Александр Экштейн - Око вселенной
— Полковник, — сухо оборвал допрошенный группой захвата генерал, — тебе не повезло. Я просто мылся в сауне, а женщины делали мне массаж, все три, — подчеркнул генерал, — лечебный. Раз ты меня задержал и позволил себе так разговаривать, то, надеюсь, у тебя есть веские основания для этого. Так что бери своего Марчука и быстро за мной в прокуратуру, будете меня допрашивать, остолопы. Если у вас не окажется оснований для моего задержания, я буду вынужден задержать вас. Понятно?

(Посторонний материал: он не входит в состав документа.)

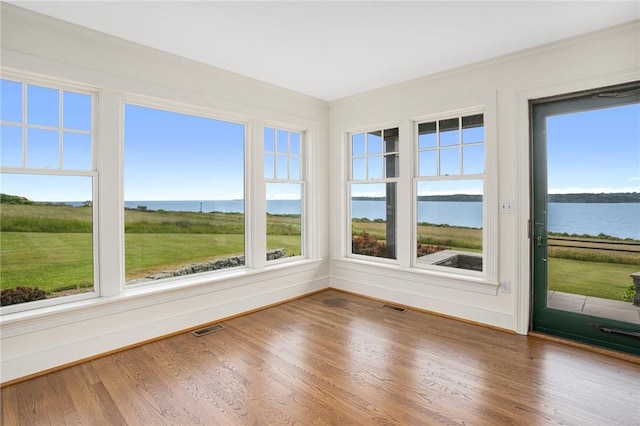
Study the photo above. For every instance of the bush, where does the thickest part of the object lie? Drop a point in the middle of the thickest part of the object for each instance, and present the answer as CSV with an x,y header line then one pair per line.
x,y
12,296
629,293
369,246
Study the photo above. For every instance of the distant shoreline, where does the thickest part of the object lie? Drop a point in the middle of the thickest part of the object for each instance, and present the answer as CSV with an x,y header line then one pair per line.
x,y
616,197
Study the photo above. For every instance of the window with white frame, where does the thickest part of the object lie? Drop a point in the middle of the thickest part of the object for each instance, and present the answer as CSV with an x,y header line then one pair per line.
x,y
285,189
184,202
449,188
48,181
373,185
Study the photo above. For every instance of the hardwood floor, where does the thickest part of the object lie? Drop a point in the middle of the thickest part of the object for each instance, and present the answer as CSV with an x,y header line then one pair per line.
x,y
336,359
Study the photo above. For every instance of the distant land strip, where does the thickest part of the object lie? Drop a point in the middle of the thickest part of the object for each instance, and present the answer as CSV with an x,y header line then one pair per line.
x,y
614,197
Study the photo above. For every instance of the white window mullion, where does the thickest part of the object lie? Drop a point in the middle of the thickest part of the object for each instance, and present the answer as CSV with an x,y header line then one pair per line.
x,y
255,200
110,200
405,213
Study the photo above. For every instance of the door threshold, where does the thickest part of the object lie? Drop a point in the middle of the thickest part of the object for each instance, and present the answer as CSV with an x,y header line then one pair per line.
x,y
591,348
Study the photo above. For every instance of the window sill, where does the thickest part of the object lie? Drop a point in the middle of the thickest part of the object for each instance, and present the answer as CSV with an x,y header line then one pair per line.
x,y
418,275
140,296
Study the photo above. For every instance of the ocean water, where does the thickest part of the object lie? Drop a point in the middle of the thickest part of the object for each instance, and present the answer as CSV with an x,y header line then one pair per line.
x,y
615,219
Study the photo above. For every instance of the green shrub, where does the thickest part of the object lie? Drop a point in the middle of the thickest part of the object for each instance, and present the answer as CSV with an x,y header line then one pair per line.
x,y
368,245
12,296
629,293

— Доказательств на товарища генерала полно, господин полковник, — услышал вдруг Самсонов. — Какие хотите есть доказательства. Есть заснятые на видеопленку. — Игорь, стоящий на верхних ступеньках лестницы, потряс видеокассетой в левой руке. — Есть на бумаге. И есть живой свидетель, очевидец, можно сказать, который знает массу имен и фамилий других очевидцев и свидетелей. — Он сделал шаг в сторону и указал на переполненного искренностью Шлыкова.
— Да! — воскликнул Шлыков. — У него, кроме всего этого, даже вилла в Испании есть и гражданство в Румынии.

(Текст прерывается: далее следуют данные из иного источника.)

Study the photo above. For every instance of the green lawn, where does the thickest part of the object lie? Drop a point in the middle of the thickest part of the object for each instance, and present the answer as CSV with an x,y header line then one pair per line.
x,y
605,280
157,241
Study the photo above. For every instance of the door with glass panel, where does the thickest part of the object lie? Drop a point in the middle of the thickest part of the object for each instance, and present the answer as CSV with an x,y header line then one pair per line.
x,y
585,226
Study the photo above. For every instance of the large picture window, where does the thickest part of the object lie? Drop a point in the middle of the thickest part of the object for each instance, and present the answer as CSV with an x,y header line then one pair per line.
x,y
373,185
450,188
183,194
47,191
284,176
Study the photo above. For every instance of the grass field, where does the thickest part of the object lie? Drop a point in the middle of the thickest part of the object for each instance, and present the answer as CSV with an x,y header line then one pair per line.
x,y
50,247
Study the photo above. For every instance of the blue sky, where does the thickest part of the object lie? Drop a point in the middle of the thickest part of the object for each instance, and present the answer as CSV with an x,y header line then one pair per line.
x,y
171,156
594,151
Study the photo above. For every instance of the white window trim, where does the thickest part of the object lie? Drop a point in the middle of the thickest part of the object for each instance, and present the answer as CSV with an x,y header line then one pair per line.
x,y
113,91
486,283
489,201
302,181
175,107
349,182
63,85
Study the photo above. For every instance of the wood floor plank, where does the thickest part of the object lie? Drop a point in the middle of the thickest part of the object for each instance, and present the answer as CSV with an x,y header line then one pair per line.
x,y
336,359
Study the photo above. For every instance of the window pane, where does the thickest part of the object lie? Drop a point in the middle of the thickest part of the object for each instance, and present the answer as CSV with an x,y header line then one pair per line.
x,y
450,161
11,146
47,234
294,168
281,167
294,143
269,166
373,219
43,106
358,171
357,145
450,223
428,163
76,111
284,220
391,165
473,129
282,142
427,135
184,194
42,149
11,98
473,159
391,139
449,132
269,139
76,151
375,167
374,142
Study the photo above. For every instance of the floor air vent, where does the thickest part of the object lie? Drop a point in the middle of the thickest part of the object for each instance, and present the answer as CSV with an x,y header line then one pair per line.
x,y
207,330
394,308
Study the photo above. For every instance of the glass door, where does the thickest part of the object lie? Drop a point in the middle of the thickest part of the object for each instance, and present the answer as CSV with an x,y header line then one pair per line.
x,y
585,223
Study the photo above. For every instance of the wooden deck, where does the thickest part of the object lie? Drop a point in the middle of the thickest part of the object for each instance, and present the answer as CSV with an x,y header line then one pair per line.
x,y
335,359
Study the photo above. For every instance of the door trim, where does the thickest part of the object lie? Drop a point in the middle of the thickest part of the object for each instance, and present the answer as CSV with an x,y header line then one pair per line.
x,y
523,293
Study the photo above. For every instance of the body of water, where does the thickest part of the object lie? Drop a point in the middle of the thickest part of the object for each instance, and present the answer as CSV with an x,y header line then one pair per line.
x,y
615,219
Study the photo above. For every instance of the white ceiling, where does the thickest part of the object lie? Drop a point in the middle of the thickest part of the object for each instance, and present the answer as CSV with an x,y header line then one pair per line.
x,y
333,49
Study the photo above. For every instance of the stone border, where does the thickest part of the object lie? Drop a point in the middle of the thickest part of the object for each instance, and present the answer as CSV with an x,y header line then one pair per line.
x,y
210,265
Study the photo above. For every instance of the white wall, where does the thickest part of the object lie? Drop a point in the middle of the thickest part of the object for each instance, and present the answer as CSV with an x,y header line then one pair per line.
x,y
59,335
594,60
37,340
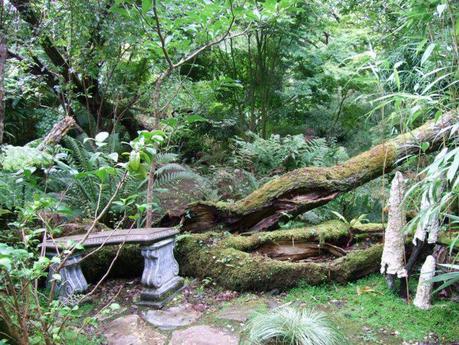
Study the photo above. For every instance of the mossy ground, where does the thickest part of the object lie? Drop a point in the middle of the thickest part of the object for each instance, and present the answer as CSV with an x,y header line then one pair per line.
x,y
368,305
365,311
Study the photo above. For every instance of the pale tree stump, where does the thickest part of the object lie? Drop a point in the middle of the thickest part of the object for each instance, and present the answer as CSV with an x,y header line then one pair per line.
x,y
393,257
424,291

— Да и вообще, генерал, — вышел из-за стойки регистратуры полковник Марчук, отряхивая на ходу мусор, прилипший к брюкам и рубашке, — мы зря никого не задерживаем, мы за то, за что и президент России, с которым я неделю назад лично разговаривал, — за порядок и торжество закона на территории России.
Задержанный генерал снисходительно усмехнулся, с пренебрежением оглядел задержанных вместе с ним двух депутатов из фракции «Россия без коррупции» и заместителя министра госстандарта, затем перевел одобрительный взгляд на Игоря Баркалова, Николая Стромова и ошалевшего от своей правдивости Шлыкова, и лишь потом произнес странную, непонятно кому адресованную фразу:
— Да херня это все, ребята. Россия в семьдесят семь раз больше своей территории, что вверх, что вниз, а я всего-навсего генерал. Как там у Пушкина: «Уж климакс близится, а Германа все нет». — И генерал громко, раскатисто захохотал.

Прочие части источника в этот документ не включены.